The codebase is split into three main functions:
- Pre-processing: Processes the GFA, PAF and Error-Corrected Reads FASTA into the relevant files needed for the other steps. If it is a Hifiasm run, the GFA file should be the primary contigs (.p_ctg.gfa) file. If it is a GNNome run, the GFA file should be the raw (.bp.raw.r_utg.gfa) file.
- Baseline Generation: Generates the baseline assembly as well as the walks, which are the graph nodes corresponding to the assembly's contigs.
- Postprocessing: Runs the postprocessing step as outlined in <paper name here>. This postprocessing step can be run as a standalone if you wish to generate your own input files. Please see the File Formats section for relevant info.
| Function | Input Files | Output Files |
|---|---|---|
| Preprocessing | - GFA file - PAF file - EC Reads FASTA |
- Graph - Node-to-sequence (n2s) - Read-to-node (r2n) - Read-to-sequence (r2s) - Processed PAF |
| Baseline Generation |
For GNNome - Graph - Node-to-sequence (n2s) - Genome Reference For Hifiasm - GFA file - Read-to-node (r2n) - Read-to-sequence (r2s) - Genome Reference |
- Baseline walks & assembly |
| Postprocessing | - Contigs - Graph - Node-to-sequence (n2s) - Read-to-node (r2n) - Read-to-sequence (r2s) - Processed PAF - Genome Reference |
- Final assembly |
Graph: DGL Graph object. It is important that for each node with node_id, the node with its reverse complement is node_id+1. Additionally, the graph has:
- Node features: ['N_ID', 'read_length']
- Edge features: ['E_ID', 'prefix_length', 'overlap_length', 'overlap_similarity']
n2s: {
node_id (int) : sequence (str)
}
r2n : {
read_id (str) : (real_node_id, virtual_node_id) (tuple<int, int>)
}
r2s : {
read_id (str) : (sequence, reverse comp) (tuple<str, str>)
}
Processed PAF: {
ghost_edges = {
'valid_src' : [node_id_1, ...] source nodes (list<int>),
'valid_dst' : [node_id_2, ...] destination nodes (list<int>),
'ol_len' : [overlap_length_1, ...] respective overlap lengths (list<int>),
'ol_similarity' : [overlap_similarity_1, ...] respective overlap similarities (list<int>),
'prefix_len' : [prefix_length_1, ...] respective prefix lengths (list<int>),
'edge_hops' : [hop_neighbourhood_1, ...] respective edge hops (list<int>)
},
ghost_nodes = {
'hop_<n>' {
'+' : {
read_id : {
'read_len' : Read length for this read
'outs' : [read_id, ...]
'ol_len_outs' : [ol_len, ...],
'ol_similarity_outs' : [ol_similarity, ...],
'prefix_len_outs' : [prefix_len, ...],
'ins' : [read_id, ...],
'ol_len_ins' : [ol_len, ...],
'ol_similarity_ins' : [ol_similarity, ...],
'prefix_len_ins' : [prefix_len, ...],
},
read_id_2 : { ... },
...
},
'-' : { ... }
},
'hop_<n+1>' : { ... }
}
}
The codebase is split into the three main functions, each with their respective directory.
- main.py Main script to run.
- config.yaml Configs to be set.

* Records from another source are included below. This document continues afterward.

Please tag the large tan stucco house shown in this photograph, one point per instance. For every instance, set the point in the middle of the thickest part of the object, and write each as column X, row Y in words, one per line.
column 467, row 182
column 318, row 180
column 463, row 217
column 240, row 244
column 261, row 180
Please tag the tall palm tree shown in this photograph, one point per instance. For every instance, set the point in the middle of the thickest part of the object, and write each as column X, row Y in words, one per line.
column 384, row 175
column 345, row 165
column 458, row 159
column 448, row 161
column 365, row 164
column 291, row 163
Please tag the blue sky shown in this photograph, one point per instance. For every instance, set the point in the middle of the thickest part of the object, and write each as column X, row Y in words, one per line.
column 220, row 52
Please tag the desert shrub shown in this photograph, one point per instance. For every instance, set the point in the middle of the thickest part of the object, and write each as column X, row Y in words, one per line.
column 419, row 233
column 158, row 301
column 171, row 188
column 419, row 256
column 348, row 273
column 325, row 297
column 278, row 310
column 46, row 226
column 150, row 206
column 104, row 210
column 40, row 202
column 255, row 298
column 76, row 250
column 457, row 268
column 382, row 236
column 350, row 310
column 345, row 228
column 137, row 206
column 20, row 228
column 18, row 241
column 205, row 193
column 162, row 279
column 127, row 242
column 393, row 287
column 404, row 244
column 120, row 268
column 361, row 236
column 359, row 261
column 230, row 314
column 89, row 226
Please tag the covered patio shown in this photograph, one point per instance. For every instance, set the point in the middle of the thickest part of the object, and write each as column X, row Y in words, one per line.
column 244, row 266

Ensure that the genome you are running has its info in the specified format.
- preprocess/
- preprocess.py Main script to run the various pre-processing steps.

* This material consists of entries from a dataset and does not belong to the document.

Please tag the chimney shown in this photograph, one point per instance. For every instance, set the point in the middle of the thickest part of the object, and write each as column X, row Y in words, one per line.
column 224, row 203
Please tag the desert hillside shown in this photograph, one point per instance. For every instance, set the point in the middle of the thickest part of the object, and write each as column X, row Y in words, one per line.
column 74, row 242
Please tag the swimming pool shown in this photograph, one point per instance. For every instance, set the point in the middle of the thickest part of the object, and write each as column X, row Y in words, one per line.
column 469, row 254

- gfa_util.py Script to pre-process GFA file.
- fasta_util.py Script to pre-process error-corrected reads FASTA file.
- paf_util.py Script to pre-process PAF file.
- generate_baseline/
- generate_baseline.py Main script to generate the baseline walks and assembly.
- hifiasm_decoding.py Generates baseline from Hifiasm's final GFA.
- gnnome_decoding.py Generates baseline from GNNome's graph. Basic version of GNNome's decoding step.
- SymGatedGCN.py SymGatedGCN layer from GNNome.
- postprocess/
- postprocess.py Script for postprocessing pipeline.